Starring: Dan Stevens, Bill Milner, Lucy Boynton, and Michael Sheen
Director: Gareth Evans
Writer: Gareth Evans
Cinematographer: Matt Flannery
Reviewed by Evan Maroun
If you’re anything like me, October reared its shiny orange head, and you ran into the arms of your favorite streaming service looking for anything worthwhile to get you into the mood for this spooky season. Then, once again, like me–realized that most streaming services are painfully lackluster when it comes to Horror. This year, Netflix is here to try and fix that… at least if you don’t mind committing to a few TV series. As for films, Apostle has landed on the service.
Directed by Gareth Evans, who is almost exclusively known for his kinetic and untiring action films: The Raid and The Raid 2, Apostle is something quite different. Rather than a constant barrage of action set-pieces, Edwards decides to try his hand at a slower period piece this time around. After receiving an alarming letter from his sister, Thomas Richardson (Dan Stevens) ventures to a mysterious island to find her. While trying to maintain a low profile, he finds the leader of a religious cult on the island (Michael Sheen) holding her captive. Naturally (Or perhaps supernaturally in this case) the sinister deeds of those in charge start to unravel as Richardson delves deeper on his rescue mission.
Apostle does a lot of things right. It has a slow-burn of an opening act with very minimal dialogue spoken by the main character during its set-up to draw you in. It also imagines and texturizes an early 1900’s backdrop to great effect. The town just feels grimy and foreboding. It’s not quite to the level of something like The Witch in it’s attention to detail and overall authenticity, but then again, not much does.

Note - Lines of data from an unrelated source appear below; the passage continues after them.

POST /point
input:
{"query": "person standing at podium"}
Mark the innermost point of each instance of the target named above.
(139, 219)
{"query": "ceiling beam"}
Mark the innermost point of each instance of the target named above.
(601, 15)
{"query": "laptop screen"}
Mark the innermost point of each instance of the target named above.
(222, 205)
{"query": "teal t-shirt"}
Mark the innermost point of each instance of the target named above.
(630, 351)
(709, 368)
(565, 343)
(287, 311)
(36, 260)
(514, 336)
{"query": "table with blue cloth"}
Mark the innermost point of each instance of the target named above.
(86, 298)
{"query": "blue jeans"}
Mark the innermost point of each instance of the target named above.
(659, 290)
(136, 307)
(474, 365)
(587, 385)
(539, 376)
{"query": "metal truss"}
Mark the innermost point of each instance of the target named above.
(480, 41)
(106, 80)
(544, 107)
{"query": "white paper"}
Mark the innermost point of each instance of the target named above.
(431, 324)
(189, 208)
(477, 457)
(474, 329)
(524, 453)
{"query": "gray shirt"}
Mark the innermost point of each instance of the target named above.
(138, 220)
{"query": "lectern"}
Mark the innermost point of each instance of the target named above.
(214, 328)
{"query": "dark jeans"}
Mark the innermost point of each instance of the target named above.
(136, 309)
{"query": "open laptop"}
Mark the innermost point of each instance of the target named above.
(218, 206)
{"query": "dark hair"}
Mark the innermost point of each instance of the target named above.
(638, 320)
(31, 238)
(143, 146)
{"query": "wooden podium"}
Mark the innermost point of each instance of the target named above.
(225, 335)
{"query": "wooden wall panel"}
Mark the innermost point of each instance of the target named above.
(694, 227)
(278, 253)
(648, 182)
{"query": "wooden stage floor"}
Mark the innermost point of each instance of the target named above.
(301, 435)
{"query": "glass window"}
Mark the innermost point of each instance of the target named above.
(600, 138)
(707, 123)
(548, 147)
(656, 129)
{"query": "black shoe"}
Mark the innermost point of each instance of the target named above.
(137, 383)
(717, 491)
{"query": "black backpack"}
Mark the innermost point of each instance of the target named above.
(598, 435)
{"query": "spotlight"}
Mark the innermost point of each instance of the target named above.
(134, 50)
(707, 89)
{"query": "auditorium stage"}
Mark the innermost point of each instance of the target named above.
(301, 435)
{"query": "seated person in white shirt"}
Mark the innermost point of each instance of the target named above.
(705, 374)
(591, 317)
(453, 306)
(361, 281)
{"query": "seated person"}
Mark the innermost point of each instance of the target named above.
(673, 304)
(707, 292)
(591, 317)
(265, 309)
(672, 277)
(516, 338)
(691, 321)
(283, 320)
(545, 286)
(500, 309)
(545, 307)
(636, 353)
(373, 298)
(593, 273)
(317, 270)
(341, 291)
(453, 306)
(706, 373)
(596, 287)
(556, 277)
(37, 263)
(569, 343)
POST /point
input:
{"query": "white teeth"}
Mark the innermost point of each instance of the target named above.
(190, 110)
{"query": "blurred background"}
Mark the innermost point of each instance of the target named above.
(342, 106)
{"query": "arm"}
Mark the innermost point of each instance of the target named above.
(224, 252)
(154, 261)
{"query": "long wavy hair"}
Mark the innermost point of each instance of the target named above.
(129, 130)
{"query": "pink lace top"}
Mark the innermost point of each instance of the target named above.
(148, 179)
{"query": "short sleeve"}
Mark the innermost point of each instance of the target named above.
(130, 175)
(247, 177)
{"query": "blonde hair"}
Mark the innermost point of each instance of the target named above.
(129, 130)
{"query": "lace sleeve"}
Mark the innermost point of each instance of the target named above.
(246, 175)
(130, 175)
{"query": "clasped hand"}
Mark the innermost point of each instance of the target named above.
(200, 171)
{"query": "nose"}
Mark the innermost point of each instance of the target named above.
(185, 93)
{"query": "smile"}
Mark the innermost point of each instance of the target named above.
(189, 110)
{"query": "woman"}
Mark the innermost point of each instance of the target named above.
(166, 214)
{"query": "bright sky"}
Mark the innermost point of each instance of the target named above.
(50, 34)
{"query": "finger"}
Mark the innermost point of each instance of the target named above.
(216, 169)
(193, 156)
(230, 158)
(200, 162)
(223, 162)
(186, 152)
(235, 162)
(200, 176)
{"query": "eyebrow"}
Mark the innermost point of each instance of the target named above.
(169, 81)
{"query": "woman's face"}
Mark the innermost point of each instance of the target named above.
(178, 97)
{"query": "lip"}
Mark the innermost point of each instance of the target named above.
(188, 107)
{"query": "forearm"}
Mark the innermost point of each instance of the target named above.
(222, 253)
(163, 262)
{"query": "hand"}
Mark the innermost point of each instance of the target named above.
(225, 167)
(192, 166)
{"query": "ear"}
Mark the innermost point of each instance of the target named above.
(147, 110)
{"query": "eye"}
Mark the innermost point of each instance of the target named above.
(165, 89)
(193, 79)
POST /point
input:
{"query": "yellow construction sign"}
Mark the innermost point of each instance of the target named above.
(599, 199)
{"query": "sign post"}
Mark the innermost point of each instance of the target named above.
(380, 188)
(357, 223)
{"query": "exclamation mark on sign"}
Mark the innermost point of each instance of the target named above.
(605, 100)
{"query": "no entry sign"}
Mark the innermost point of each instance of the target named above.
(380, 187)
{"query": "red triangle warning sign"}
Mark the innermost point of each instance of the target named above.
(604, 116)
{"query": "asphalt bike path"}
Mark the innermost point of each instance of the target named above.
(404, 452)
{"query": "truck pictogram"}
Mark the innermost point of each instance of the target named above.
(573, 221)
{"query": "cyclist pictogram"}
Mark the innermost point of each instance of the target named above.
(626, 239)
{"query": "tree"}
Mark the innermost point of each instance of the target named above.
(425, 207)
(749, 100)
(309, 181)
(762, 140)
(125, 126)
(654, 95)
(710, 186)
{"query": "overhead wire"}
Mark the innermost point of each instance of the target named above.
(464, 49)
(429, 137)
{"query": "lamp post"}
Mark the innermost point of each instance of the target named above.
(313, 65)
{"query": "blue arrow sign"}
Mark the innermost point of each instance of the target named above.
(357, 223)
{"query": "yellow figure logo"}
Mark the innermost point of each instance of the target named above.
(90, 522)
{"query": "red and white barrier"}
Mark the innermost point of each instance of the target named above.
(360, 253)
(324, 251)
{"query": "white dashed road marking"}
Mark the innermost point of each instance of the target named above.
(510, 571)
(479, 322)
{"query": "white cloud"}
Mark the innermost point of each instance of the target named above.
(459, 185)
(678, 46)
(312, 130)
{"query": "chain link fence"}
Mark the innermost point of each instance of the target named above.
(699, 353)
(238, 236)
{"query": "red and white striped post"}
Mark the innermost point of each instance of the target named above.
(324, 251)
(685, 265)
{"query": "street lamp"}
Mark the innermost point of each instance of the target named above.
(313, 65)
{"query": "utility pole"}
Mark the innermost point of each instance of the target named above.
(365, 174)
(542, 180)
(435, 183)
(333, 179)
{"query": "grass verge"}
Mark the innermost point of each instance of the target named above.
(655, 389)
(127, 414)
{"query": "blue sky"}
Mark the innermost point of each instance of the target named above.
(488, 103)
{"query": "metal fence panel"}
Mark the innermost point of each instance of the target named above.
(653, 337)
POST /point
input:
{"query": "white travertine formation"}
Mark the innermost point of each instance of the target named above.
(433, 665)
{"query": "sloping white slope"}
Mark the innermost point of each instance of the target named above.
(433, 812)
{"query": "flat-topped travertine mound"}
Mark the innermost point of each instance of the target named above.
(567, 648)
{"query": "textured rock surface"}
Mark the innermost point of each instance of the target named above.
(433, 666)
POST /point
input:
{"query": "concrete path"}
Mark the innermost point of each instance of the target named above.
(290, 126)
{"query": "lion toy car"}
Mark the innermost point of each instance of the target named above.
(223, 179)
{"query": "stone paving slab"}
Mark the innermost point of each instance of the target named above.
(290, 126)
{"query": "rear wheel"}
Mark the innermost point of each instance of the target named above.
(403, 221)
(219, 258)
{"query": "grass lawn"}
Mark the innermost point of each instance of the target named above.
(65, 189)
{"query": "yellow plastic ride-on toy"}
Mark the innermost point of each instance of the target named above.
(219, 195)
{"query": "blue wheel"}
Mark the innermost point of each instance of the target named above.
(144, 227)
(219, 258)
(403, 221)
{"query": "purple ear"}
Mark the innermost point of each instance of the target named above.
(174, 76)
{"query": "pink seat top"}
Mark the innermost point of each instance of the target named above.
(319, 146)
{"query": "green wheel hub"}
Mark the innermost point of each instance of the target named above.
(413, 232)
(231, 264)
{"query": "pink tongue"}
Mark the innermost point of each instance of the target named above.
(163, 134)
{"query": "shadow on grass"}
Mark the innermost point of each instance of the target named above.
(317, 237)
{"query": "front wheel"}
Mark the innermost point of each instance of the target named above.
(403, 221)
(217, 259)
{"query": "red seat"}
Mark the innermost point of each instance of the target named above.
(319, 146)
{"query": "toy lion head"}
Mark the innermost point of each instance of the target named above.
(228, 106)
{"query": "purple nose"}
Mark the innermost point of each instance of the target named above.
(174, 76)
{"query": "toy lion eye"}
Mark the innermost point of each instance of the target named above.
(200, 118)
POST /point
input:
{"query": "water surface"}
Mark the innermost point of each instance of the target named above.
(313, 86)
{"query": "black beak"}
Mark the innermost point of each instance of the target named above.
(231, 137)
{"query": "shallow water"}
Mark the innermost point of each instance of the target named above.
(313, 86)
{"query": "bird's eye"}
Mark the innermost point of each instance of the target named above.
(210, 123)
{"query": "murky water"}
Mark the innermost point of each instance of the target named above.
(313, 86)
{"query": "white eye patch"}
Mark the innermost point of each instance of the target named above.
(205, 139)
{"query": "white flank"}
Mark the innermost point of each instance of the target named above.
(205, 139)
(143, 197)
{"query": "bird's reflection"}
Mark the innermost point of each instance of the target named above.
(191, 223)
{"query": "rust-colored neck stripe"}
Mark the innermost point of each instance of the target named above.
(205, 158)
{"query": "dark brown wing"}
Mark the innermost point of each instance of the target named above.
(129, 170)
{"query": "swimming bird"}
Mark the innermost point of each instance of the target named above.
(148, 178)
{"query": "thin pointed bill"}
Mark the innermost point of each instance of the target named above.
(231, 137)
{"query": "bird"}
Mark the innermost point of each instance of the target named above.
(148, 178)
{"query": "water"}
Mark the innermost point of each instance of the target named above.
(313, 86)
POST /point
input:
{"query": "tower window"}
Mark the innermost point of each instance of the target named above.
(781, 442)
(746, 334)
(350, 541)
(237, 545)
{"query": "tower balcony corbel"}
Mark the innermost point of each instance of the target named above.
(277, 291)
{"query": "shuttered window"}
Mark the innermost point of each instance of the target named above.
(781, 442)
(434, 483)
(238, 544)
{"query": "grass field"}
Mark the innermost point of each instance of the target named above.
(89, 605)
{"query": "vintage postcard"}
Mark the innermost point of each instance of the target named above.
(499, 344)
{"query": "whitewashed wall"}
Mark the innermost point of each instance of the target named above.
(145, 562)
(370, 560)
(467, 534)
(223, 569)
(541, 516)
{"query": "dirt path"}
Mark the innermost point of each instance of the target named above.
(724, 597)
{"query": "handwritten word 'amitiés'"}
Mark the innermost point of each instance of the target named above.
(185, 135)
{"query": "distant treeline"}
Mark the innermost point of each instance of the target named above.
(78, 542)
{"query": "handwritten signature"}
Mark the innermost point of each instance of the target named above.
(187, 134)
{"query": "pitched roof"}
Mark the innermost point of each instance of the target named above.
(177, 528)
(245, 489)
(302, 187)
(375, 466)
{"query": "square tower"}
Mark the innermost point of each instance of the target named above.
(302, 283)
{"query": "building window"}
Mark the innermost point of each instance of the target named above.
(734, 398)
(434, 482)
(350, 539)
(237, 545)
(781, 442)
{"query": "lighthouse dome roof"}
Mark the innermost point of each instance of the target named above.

Evan’s brings Flannery back as Cinematographer to capture this story, and everytime someone is forced into action, it is wholly apparent. He does not offer much in the way of stylistic departure from The Raid in these scenes, and that not necessarily a bad thing. This type of movie needs that shot of adrenaline periodically. Those hoping for a handful of action scenes will leave disappointed. Gorehounds, however, will have a couple of scenes to look forward to, primarily in the second half. One tension-filled scene, in particular, had me saying “Okay… so they really went there.”
As you may imagine, in his mission, Richardson stumbles in navigating this dangerous community, and unfortunately, so does the movie. Dialogue, when it comes, isn’t the most inspired, with cliche dialogue even in the trailer. In the later acts, the movie also gets tangled up a bit in its own story. If you’re not paying attention, you may be left scratching your head at the end.
The film runs a little over 2 hours. After all, is said and done, it won’t take long to realize it could’ve easily been tightened and trimmed for cohesion, especially towards the first half. The main subplot in the film revolves around a boy named Jeremy and his secret relationship with a girl on the island. This plot felt necessary to help drive one of the film’s theme home. It lacked immediacy up until a point, and the way it wraps up felt a little too forced. Even in some scenes with Sheen who gives a particularly interesting performance, the movie still feels like it could absolutely sustain a quicker pace.
Verdict: Watch it
The best way to quickly describe what this movie is if you took the Silent Hill game series, mixed it with The Wicker Man and told Guillermo Del Toro to “do your thing” in regards to the more supernatural elements at play. Despite its flaws, I’d say it still resides on the upper tier of Netflix offerings in the genre.